Bad Science

Ethical Bankruptcy

In a homicide case the prosecution demonstrates a laser reconstruction of
a bullet’s path through a woman which indicates her husband fired a rifle
from his shoulder height. The husband’s story is that he was cleaning the
weapon while it lay on a tabletop. The defense attorney finds a firearms
expert who will claim that, while the weapon was not malfunctioning before
the incident, was not malfunctioning when collected from the crime scene,
and is not malfunctioning now at the time of trial, it may have suddenly
malfunctioned and fired all by itself as a result of a buildup of dirt and
powder within the weapon’s mechanism on the day of the shooting.
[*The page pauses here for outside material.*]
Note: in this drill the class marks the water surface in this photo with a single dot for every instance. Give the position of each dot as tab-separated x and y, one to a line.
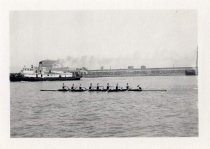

The expert
does not address the issue of the shooting reconstruction, but the jury does
and returns a guilty verdict.

No Scientific Methodology

A city truck driver runs a stop sign and causes an accident with serious
injuries. Instead of relying on the skidmarks, crush damage, and scene evidence,
the city authorities order a traffic investigator to conduct acceleration
tests to determine the maximum possible speed the truck could have achieved
in the one-block distance leading up to the crash. Because the truck involved
was disabled in the accident, the traffic investigator uses a motorcycle
to run the one-block acceleration test and reports back a peak speed of 35
miles-per-hour for the city truck.

Too Many Cooks Spoil The Broth

A city bus rear-ends and crushes a carload of teenagers, killing four. The
first traffic investigators at the scene measure the skidmarks of the bus
and determine that the bus driver was speeding. A national civil rights leader
says the bus driver is being made a scapegoat by the city solely because
he is a racial minority. The follow-up investigation by city authorities
reports that the original traffic investigators, who have been abruptly removed
from the case, must have been measuring tire marks tracked through melted
roadway tar and that, on second thought, the city bus driver was not really
speeding. A local television station gets a radar gun and reports that most
drivers, including all city bus drivers, regularly exceed the speed limit
on this section of road. Tire tracks in tar look nothing like skidmarks to
the trained eye of the traffic investigator. Excessive speed aside, it is
unlawful to follow another vehicle at an unsafe distance in that state.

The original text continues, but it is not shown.